The League of Women Voters is celebrating its 100th anniversary, having been founded after the passage of the 19th Amendment to the Constitution granting women their right to vote. Tennessee was the last state to ratify the amendment on Aug. 18, 1920, due to the tiebreaking vote of one Harry T. Burn, acting on the advice of his mother. It was officially adopted on Aug. 26, 1920, and the work of the League of Women Voters began: educating voters about the process of voting and about the candidates and issues.
We have seen many changes over the past 100 years. Few women had access to higher education; now over 50% of college graduates are women. When women married, they took their husbands’ names, but they lost their right to own property, manage business, and could not have their own bank account or, later, a credit card without the signature of their husbands. The Equal Credit Opportunity Act passed in 1974.
During wartime, women ran the farms, worked in industry and continued to manage the household and raise the children. After World War II, many women were expected to return to their previous roles of homemaker and mother and not work outside the home. It took a second wave of feminism to break down some of these social barriers.

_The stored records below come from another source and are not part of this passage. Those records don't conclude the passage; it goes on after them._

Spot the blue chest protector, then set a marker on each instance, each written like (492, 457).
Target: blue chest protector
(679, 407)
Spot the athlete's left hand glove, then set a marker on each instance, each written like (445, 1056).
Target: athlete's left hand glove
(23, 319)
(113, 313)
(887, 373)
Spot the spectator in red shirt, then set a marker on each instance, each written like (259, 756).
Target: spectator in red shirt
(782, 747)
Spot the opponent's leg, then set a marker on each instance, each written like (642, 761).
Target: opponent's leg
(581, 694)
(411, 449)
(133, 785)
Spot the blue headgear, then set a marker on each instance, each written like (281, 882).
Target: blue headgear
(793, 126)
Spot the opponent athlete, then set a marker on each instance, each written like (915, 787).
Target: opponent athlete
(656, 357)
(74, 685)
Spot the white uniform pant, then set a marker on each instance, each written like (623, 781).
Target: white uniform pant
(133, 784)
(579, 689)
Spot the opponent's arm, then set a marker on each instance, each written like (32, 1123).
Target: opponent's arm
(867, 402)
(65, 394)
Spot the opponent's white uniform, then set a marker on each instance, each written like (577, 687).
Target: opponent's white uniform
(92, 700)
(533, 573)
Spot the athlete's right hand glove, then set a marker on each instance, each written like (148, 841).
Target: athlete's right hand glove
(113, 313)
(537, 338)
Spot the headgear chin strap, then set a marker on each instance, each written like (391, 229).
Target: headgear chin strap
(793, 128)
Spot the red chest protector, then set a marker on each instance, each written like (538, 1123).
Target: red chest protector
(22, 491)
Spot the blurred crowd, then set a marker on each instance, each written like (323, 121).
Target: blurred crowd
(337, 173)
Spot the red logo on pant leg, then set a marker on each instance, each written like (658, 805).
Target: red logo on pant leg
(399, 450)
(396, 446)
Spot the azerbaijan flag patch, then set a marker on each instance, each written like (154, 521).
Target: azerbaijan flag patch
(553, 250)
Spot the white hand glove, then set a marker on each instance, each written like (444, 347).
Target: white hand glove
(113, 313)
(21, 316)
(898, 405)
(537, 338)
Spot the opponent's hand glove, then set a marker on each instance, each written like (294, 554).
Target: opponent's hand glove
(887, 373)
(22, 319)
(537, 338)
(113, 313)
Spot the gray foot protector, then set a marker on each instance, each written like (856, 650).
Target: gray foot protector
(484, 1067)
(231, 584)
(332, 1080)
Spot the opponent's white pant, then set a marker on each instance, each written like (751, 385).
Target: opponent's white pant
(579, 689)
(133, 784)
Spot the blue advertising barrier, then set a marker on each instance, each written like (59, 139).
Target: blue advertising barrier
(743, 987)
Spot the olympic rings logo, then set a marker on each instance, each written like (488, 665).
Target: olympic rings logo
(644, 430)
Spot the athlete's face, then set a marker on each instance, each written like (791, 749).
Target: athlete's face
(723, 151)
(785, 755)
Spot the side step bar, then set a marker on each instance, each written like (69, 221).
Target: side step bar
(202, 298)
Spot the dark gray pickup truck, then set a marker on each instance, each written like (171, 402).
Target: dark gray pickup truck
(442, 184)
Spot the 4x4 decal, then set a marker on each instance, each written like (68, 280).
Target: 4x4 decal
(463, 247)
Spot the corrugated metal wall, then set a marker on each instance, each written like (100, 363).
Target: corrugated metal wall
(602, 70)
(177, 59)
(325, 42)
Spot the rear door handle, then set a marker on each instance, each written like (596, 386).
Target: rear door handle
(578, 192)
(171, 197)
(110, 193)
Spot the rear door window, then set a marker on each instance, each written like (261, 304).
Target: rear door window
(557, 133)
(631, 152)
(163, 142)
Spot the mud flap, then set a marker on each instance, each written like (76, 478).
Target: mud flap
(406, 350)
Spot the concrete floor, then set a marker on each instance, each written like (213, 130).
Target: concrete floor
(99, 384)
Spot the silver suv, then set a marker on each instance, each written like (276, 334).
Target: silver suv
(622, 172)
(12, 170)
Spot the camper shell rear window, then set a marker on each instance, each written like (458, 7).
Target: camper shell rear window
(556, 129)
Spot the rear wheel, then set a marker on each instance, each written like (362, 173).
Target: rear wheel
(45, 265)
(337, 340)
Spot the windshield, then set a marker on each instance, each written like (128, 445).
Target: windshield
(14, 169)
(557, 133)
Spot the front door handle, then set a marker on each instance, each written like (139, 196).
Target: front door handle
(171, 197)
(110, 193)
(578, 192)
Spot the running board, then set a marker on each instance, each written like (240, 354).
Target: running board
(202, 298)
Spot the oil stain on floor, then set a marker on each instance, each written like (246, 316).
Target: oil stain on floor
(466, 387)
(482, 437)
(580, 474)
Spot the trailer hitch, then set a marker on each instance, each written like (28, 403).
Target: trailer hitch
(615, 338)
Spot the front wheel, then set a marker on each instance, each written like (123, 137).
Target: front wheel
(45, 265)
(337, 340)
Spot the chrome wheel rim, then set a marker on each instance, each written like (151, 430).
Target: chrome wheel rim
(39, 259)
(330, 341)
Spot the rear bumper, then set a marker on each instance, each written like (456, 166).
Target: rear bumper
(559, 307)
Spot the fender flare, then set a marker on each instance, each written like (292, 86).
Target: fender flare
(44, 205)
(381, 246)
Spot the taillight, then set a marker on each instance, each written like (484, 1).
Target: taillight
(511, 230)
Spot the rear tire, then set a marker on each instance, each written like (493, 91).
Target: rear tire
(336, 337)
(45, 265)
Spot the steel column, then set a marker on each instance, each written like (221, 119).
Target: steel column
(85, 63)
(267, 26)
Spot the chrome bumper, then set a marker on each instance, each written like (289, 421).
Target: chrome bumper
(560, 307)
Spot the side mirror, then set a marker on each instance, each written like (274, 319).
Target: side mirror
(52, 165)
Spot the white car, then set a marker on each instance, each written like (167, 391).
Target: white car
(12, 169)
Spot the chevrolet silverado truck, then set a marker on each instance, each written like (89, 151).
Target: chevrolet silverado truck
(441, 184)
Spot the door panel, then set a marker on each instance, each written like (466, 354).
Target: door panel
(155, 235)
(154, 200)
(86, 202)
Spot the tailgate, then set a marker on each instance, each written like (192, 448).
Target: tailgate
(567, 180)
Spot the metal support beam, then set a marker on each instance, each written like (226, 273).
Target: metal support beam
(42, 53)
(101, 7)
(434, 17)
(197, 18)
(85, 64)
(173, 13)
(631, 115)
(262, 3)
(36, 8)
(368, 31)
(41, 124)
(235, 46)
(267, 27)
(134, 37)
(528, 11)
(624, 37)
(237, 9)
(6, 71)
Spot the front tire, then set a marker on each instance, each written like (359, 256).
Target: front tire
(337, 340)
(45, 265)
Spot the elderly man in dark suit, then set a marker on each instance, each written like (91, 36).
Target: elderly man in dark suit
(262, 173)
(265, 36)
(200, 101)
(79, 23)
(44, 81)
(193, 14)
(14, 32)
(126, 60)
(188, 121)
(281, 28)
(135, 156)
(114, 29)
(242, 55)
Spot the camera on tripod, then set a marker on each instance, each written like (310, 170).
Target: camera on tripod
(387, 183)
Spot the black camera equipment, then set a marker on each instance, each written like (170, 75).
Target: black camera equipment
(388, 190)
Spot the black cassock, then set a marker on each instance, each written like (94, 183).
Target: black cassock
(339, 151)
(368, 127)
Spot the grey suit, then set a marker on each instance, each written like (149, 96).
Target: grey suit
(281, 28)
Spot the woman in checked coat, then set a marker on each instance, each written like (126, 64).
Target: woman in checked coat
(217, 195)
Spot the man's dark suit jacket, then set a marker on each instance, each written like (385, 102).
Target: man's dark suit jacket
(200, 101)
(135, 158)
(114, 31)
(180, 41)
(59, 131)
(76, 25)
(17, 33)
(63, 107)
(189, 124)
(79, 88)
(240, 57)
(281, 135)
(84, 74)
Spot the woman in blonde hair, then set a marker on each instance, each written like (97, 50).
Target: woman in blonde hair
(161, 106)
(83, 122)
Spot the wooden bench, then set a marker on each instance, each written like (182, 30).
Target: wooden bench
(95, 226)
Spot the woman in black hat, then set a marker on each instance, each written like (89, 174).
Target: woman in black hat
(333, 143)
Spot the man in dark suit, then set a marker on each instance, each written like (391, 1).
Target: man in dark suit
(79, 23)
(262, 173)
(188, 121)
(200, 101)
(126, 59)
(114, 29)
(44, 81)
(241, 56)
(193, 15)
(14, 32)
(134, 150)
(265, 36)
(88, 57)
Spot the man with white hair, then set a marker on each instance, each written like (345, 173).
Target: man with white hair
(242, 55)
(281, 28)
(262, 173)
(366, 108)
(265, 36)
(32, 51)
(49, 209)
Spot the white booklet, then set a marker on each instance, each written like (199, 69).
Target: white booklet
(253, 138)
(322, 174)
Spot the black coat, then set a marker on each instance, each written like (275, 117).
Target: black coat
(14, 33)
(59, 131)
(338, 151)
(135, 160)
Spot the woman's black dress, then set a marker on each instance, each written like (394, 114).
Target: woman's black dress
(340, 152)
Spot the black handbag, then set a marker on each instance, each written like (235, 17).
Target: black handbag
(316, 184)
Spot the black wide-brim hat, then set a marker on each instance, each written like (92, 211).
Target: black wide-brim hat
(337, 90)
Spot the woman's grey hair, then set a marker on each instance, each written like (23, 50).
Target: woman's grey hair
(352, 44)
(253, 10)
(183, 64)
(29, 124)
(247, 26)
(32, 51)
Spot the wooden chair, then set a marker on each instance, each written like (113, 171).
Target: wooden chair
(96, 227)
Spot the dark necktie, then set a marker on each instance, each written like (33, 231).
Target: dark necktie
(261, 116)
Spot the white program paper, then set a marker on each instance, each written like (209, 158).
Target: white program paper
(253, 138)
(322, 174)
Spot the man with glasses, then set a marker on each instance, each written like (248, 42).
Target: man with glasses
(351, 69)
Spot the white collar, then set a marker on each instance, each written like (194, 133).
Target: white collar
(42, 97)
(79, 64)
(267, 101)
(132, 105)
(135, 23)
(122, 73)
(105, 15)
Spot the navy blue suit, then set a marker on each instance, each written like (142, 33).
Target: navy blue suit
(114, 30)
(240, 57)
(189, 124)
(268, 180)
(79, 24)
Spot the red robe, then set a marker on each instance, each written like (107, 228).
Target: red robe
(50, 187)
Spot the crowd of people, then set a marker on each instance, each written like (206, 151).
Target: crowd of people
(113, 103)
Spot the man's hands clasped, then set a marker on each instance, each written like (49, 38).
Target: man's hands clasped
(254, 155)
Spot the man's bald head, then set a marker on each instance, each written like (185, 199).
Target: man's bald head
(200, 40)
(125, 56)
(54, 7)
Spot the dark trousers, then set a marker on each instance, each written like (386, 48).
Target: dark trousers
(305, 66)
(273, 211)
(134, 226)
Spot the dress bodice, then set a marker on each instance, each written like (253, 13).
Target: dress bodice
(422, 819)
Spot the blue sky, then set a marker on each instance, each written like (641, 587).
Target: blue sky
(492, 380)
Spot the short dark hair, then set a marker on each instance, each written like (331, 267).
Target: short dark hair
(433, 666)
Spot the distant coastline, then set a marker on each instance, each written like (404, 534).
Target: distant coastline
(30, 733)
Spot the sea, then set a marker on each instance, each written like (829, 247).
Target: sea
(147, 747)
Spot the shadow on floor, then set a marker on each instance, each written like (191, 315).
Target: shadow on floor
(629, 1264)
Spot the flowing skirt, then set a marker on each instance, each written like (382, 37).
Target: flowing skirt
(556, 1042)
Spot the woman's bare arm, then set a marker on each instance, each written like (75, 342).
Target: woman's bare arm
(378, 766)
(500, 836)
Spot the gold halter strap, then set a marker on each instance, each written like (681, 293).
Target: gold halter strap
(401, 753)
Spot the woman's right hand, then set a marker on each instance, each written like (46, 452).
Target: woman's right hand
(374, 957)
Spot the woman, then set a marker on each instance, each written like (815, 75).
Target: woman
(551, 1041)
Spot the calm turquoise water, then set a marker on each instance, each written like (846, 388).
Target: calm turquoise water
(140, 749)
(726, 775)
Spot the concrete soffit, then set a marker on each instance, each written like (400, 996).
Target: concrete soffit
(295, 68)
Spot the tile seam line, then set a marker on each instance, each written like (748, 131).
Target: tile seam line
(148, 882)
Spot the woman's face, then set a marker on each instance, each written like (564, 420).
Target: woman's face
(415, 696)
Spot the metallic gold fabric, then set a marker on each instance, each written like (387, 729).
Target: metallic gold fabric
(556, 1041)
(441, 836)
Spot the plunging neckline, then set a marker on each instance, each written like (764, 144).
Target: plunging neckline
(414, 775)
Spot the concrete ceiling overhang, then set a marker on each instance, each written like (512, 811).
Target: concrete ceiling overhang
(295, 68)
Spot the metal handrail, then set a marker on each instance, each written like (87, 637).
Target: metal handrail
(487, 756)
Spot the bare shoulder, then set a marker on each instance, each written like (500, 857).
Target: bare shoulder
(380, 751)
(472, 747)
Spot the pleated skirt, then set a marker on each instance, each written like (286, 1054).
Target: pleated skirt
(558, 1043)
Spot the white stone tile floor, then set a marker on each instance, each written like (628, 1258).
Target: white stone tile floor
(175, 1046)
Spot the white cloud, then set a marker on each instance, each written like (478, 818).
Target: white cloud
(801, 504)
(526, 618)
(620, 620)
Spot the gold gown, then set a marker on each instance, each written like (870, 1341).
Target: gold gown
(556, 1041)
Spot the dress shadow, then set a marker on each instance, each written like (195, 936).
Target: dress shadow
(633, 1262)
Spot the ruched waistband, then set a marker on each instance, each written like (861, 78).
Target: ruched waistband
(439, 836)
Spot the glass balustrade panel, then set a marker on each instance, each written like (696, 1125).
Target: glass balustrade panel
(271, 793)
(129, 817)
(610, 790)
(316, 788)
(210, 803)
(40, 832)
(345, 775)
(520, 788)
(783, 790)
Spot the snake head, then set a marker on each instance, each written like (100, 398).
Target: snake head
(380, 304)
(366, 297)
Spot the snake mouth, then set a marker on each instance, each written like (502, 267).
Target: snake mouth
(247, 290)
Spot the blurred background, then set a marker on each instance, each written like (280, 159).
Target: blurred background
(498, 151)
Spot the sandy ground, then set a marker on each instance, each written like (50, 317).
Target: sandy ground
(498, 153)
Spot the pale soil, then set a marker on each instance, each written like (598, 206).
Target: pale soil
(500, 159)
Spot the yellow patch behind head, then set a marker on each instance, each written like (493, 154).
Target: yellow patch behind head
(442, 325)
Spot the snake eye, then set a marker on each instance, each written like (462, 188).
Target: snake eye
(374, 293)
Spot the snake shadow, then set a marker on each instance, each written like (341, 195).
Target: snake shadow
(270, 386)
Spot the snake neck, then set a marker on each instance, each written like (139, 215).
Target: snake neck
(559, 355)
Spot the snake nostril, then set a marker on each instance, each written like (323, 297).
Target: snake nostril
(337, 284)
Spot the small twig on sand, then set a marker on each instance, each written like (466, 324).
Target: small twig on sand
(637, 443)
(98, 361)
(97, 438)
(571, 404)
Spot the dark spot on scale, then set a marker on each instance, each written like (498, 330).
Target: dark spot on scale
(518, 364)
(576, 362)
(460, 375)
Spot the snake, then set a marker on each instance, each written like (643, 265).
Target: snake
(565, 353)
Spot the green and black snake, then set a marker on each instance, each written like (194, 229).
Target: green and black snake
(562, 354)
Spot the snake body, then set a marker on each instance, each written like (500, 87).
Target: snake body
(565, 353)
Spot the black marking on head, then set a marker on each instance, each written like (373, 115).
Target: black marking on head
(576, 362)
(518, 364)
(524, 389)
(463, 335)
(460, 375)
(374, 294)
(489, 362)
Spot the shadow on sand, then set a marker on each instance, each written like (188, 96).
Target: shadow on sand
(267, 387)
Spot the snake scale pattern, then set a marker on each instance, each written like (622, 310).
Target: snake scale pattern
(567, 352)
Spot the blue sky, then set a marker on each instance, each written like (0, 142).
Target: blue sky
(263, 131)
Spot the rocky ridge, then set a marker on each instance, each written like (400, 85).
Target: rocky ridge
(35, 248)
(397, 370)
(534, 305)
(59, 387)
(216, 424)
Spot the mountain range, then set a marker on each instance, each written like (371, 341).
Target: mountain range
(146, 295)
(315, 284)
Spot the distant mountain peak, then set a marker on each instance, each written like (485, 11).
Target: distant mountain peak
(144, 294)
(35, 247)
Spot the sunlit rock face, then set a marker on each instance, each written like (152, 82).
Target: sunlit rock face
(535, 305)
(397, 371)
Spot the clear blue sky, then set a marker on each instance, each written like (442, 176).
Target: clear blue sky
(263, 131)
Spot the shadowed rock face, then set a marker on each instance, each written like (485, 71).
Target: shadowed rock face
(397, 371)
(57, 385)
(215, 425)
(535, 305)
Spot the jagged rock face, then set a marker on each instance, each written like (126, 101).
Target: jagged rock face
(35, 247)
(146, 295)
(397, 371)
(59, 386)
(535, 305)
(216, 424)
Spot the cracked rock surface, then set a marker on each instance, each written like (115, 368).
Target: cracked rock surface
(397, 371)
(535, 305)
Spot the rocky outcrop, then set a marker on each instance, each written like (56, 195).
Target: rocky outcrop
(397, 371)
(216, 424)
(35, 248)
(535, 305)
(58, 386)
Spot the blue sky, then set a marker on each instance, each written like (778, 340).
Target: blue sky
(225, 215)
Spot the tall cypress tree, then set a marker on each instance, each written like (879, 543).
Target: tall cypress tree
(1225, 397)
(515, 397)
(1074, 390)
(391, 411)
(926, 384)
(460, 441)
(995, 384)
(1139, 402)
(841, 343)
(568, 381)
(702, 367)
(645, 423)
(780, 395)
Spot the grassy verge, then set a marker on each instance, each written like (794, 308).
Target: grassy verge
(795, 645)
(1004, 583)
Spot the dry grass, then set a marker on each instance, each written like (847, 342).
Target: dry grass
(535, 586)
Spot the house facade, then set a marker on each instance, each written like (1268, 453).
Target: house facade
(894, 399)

Women entered politics. Jeannette Rankin was the first woman to serve in Congress, elected in 1917 from Montana and serving only one term. Nellie Taylor Ross was the first female governor, serving from 1925-27 in Wyoming. Shirley Chisholm was the first Black woman elected to Congress in 1968 and served until 1983. Today women currently hold 25% of the Senate seats and 23% of the House of Representative seats. Women make up 50.9% of the U.S. population, as of 2019.
The League of Women Voters is a nonpartisan and nonprofit organization with over 500,000 members and supporters today, including men since 1974. So, as we celebrate our 100 years, the League of Women Voters continues its mission of civic engagement, encouraging voters to become informed about the candidates and issues and to vote.